Арес не любим всеми, за исключением сестры Эриды (“Вражды”), разжигающей раздор и ненависть, распространяющей клевету и ложные слухи, Гадеса, которому Арес поставляет умерших, и Афродиты, богини любви (Грейвс [2]). Необузданная ярость и разрушение оказываются неразрывно связанными с любовным влечением, которое при этом предстает как влечение преступное, неодолимое и неупорядоченное.
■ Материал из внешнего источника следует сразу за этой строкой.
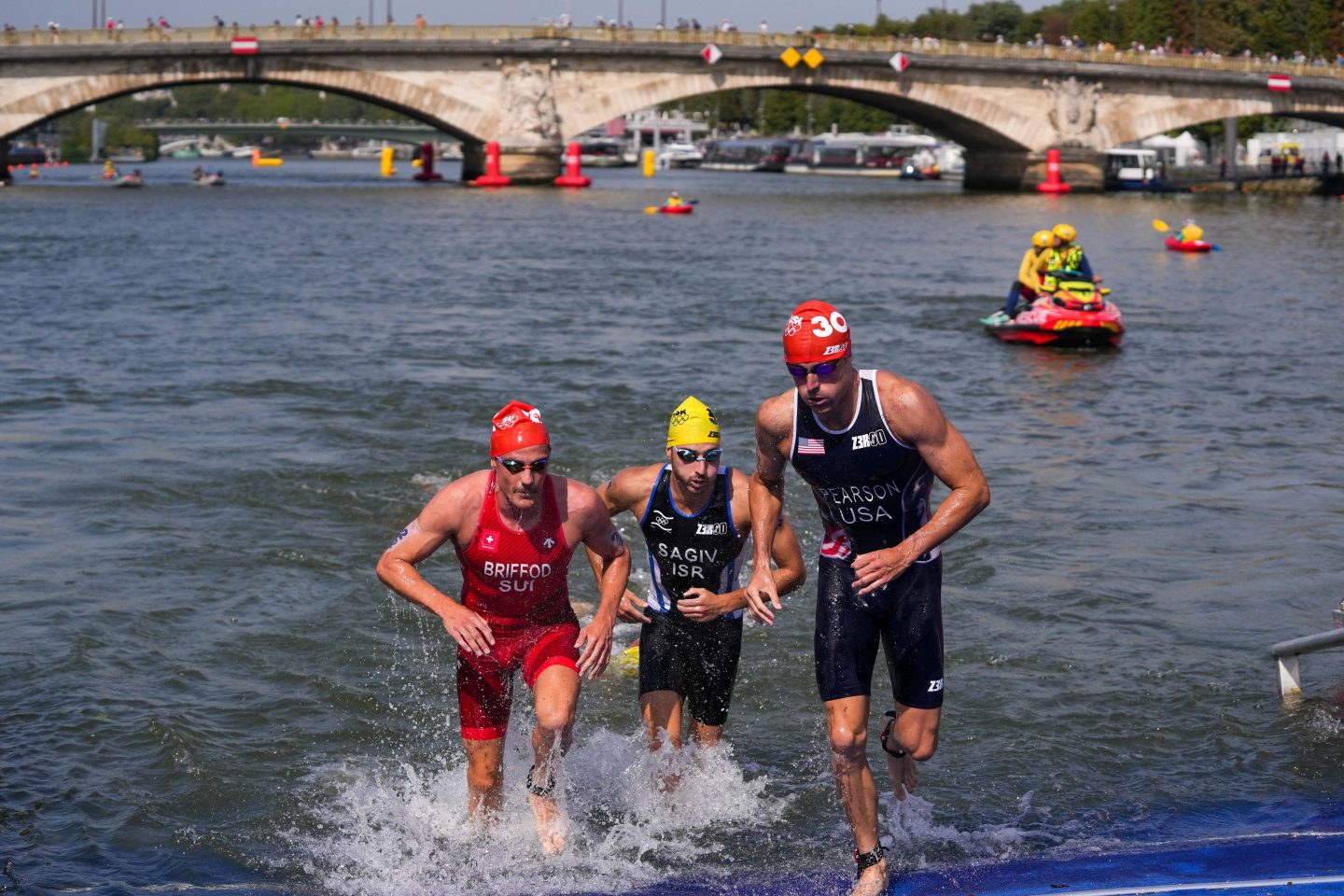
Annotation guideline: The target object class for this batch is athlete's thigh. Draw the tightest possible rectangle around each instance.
[457,647,513,740]
[639,691,681,747]
[685,620,742,725]
[882,557,944,708]
[639,612,685,697]
[532,665,580,724]
[813,557,879,701]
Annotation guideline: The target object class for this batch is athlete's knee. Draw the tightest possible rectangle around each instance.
[829,724,868,762]
[537,704,574,737]
[467,762,504,792]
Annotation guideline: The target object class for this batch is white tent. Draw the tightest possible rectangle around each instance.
[1139,131,1209,168]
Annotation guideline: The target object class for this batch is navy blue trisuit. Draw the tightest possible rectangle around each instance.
[639,466,746,725]
[789,371,944,709]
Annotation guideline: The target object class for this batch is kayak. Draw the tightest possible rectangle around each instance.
[1167,236,1213,253]
[983,271,1125,348]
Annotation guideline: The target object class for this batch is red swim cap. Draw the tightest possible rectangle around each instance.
[784,299,853,364]
[491,401,551,456]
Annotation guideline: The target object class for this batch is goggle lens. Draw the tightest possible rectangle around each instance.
[495,456,551,476]
[785,361,839,380]
[673,449,723,464]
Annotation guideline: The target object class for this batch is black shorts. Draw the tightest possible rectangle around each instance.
[815,557,942,709]
[639,612,742,725]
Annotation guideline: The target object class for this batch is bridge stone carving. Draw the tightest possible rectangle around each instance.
[7,37,1344,189]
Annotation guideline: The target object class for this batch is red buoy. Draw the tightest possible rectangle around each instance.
[1036,149,1072,193]
[471,140,513,187]
[555,143,593,187]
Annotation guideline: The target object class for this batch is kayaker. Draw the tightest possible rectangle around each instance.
[1004,230,1055,317]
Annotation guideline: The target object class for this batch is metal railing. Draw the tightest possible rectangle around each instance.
[10,24,1344,80]
[1270,629,1344,697]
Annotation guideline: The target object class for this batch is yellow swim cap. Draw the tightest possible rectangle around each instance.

Обладая волшебным поясом, внушающим любовь всякому взглянувшему на нее, Афродита могла бы выбрать любого из богов, однако своему законному супругу Гефесту она предпочитает Ареса. Гефест же, искусный мастер, находится скорее на стороне Афины, с которой его объединяет искусство, требующее ума, изощренности и своего рода хитрости, основанной на расчете. От Ареса Афродита рождает не только двух сыновей, Фобоса и Деймоса (“Страх” и “Ужас”), но также и дочь Гармонию, соединяющую противоположное и, казалось бы, несоединимое, разрушение и созидание (Od. VIII 266 сл.; Гесиод. Theog. 937). Как говорит Эмпедокл, “все бывает поочередно то единым и любимым Афродитою, то множественным и враждебным с самим собою вследствие какого-то раздора (нейкос)” (сp. Платон. Soph. 242 e — 243 a). Любовь и война неотделимы и непреодолимо влекут друг друга.
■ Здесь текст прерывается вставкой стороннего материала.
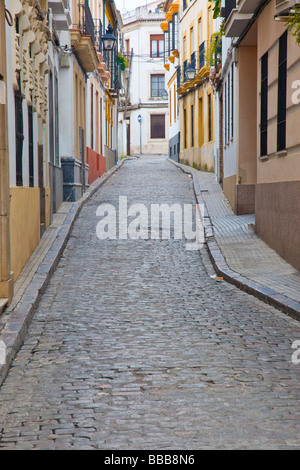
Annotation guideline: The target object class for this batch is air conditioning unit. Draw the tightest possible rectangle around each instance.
[274,0,299,21]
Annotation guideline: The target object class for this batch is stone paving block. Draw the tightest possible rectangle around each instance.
[0,156,300,450]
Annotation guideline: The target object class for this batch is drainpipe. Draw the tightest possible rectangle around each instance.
[0,0,13,302]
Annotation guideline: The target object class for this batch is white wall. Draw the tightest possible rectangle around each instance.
[123,8,169,154]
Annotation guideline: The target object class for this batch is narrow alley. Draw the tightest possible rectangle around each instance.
[0,155,300,450]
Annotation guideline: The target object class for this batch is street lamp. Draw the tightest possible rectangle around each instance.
[102,24,116,51]
[185,64,196,80]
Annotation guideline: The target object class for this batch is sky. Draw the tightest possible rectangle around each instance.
[115,0,151,11]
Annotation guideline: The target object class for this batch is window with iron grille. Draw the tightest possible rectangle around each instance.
[150,34,164,57]
[151,75,165,98]
[260,52,268,157]
[151,114,166,139]
[277,31,287,152]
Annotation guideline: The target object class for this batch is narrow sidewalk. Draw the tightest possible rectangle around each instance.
[0,159,128,386]
[168,159,300,320]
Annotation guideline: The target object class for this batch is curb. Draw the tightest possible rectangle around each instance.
[167,158,300,321]
[0,158,127,387]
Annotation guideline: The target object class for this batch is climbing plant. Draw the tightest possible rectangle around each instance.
[286,3,300,44]
[118,52,128,71]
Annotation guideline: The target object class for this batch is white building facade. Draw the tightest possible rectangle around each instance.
[119,2,169,156]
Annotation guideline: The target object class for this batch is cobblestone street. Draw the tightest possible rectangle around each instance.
[0,156,300,450]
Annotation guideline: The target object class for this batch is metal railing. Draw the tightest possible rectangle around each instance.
[78,0,95,43]
[225,0,236,21]
[177,37,222,88]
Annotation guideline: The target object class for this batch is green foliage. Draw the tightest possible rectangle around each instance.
[286,4,300,44]
[205,29,223,64]
[118,52,128,72]
[213,0,221,19]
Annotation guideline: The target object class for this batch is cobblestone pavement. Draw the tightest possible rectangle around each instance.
[0,156,300,450]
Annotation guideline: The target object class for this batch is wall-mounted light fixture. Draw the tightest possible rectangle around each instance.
[102,24,116,51]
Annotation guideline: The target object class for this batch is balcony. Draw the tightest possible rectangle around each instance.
[225,0,260,38]
[177,41,213,95]
[78,0,95,43]
[70,0,98,73]
[48,0,72,31]
[238,0,261,14]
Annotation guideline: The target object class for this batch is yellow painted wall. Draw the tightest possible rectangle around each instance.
[179,0,215,171]
[10,187,40,280]
[45,186,51,228]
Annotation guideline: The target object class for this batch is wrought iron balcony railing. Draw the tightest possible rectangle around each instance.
[225,0,236,21]
[77,0,95,43]
[177,37,222,88]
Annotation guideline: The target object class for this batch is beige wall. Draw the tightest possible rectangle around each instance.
[257,1,300,183]
[10,187,40,280]
[237,46,257,184]
[179,82,215,171]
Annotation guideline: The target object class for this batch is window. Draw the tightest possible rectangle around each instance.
[260,52,268,157]
[151,114,165,139]
[277,31,287,152]
[150,34,164,57]
[151,75,165,98]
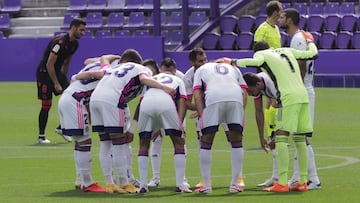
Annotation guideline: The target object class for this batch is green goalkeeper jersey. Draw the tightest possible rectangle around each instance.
[236,43,318,106]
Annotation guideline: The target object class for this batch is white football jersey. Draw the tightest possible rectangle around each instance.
[290,30,314,87]
[64,61,101,104]
[193,62,247,106]
[91,62,152,105]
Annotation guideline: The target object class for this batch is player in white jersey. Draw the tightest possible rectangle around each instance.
[193,63,247,193]
[280,8,321,190]
[183,48,245,188]
[143,60,190,188]
[58,55,120,192]
[90,49,174,193]
[138,58,192,193]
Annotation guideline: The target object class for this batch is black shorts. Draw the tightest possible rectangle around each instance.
[36,71,70,100]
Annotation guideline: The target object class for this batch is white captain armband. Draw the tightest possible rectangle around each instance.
[128,120,138,134]
[231,59,237,66]
[71,74,77,81]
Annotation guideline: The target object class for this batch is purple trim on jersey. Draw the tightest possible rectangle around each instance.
[200,141,212,150]
[74,145,91,152]
[165,129,182,137]
[111,136,128,145]
[201,125,219,135]
[102,126,124,134]
[240,84,249,89]
[62,129,84,136]
[193,85,203,91]
[227,123,244,133]
[72,89,93,105]
[138,150,149,156]
[92,125,104,132]
[230,141,242,148]
[174,147,185,155]
[118,74,146,108]
[139,131,152,139]
[99,133,111,141]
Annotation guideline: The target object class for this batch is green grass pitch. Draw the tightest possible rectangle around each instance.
[0,82,360,203]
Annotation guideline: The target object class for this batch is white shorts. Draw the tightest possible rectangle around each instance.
[58,93,90,136]
[198,101,244,135]
[90,100,125,133]
[139,97,184,138]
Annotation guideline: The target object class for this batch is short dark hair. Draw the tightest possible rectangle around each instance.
[266,1,282,16]
[284,8,300,26]
[120,49,142,64]
[70,18,86,28]
[243,72,260,87]
[160,57,176,68]
[253,40,270,52]
[143,59,160,74]
[189,47,205,62]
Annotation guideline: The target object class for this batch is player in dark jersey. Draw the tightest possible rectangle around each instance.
[36,19,86,144]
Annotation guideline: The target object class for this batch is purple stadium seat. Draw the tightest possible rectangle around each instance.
[325,14,341,32]
[341,14,357,32]
[147,11,166,26]
[202,32,220,50]
[282,2,292,10]
[67,0,87,12]
[86,0,107,12]
[236,32,254,50]
[114,30,130,37]
[309,2,324,15]
[95,30,111,38]
[352,31,360,49]
[142,0,154,10]
[125,0,144,10]
[220,32,237,50]
[324,2,339,15]
[310,32,321,45]
[259,4,266,16]
[197,0,210,9]
[254,15,267,29]
[299,15,308,30]
[220,15,238,33]
[160,0,181,10]
[86,12,103,30]
[124,12,145,28]
[293,2,308,15]
[166,11,182,27]
[320,31,337,49]
[280,31,290,47]
[134,30,150,37]
[104,12,124,29]
[0,13,10,31]
[53,31,67,37]
[336,31,353,49]
[166,30,183,45]
[237,15,256,32]
[105,0,125,12]
[161,30,170,44]
[189,11,207,26]
[1,0,21,14]
[339,2,355,15]
[83,30,94,38]
[307,14,325,33]
[60,13,80,30]
[219,0,233,8]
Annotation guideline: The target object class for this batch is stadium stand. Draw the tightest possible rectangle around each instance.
[1,0,21,14]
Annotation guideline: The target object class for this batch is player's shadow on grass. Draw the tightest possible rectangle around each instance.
[190,187,303,197]
[48,187,191,199]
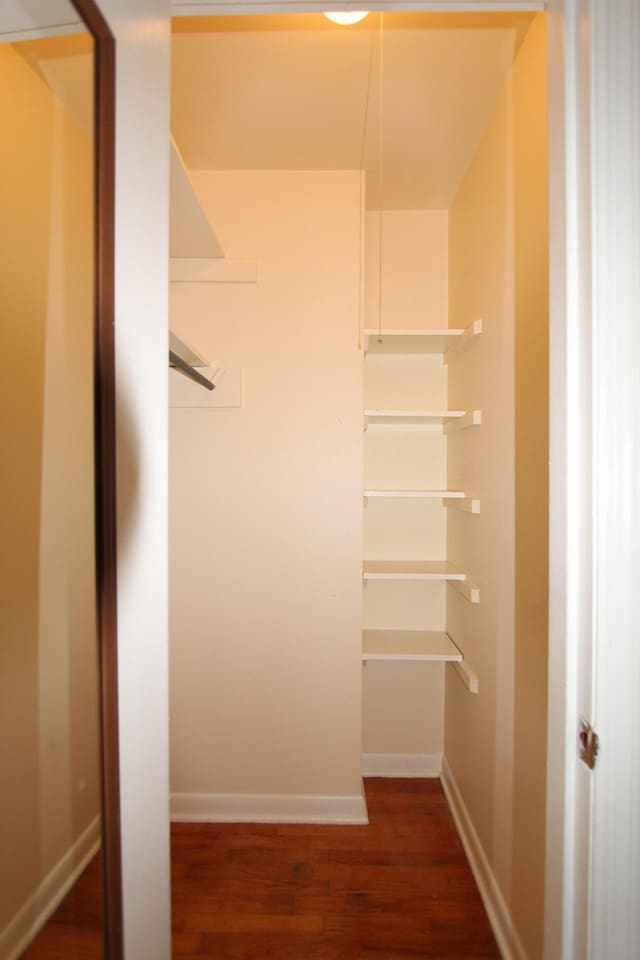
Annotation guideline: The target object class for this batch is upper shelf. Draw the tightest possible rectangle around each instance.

Противозаконность подобной связи подчеркивается скандалом среди богов, вспыхивающим в тот момент, когда Гефесту удается уловить (то есть поймать при помощи уловки) любовников в искусно скованные сети. Афродита, таким образом, предпочитает физическому уродству мужа (Гефест хром) нравственное уродство любовника, которое неодолимо влечет своей совершенной разрушительностью. Абсолютное отрицание, идущее до крайних пределов и за них, оказывается столь же привлекательным, сколь и неутоленное эротическое желание: и то, и другое влекутся по ту сторону всякого налично данного, то есть любого установления и закона, стремясь отменить его, сделать ничтожным, тем самым имея своей целью отсутствие всякой определенной цели, то есть чистое ничто, которое, не будучи чем-то определенным и потому сущим, одно только и исчерпывает, отменяя, необузданное разрушение и любовное влечение.
Афина и Арес представляют вполне различные проявления войны, неизбежной не только для людей, но также и для богов. Отношения Афины и Ареса между собой далеки от дружеских, равно как и от отношений брата и сестры. Дело доходит до открытой вражды, до войны, в которой, однако, Афина никогда не побеждаема Аресом, но сама одерживает вверх, опять-таки с помощью военного искусства, в частности надевая шлем и тем самым делаясь невидимой Аресу, направляя при этом против него копье Диомеда (Il. V 840 сл.). В споре разумного расчета и дикой необузданности война как искусство побеждает себя же, то есть берет верх над самой собой, отменяет и утихомиривает себя, насколько это возможно, устанавливая мир, созидая через разрушение. Мир, впрочем, не вечен, и война неизбежно вспыхнет вновь, поскольку “вечный мир” по природе, увы, невозможен для античного миросозерцания: вечный покой для рожденного есть, скорее, небытие, то есть отсутствие всякой жизни.
Война предстает как неизбежно двойственная, представленная противоборствующими фигурами Ареса и Афины. С одной стороны, война представляет стихию разрушения и необузданного буйства, с другой — точно выверенные и продуманные действия, набор уловок (что, собственно, и передает смысл античной “техне”), применяемых для подчинения противника и завершения войны. Подобную же двойственность войны мы обнаруживаем и у Гераклита: война одновременно разрушительна (и как таковая есть неизменное зло), но также и созидательна (как искусство, ведущее к исчерпанию и преодолению самой войны). Таким образом, война являет совершенно особый вид искусства, направленного на преодоление самого же себя, то есть в определенном смысле рефлексивна, — именно поэтому ей покровительствует для мира явленная божественная мудрость, Афина, которая, будучи также связана необходимостью войны, тем не менее способна преодолеть разрушительную силу войны, направляя ее на самое себя.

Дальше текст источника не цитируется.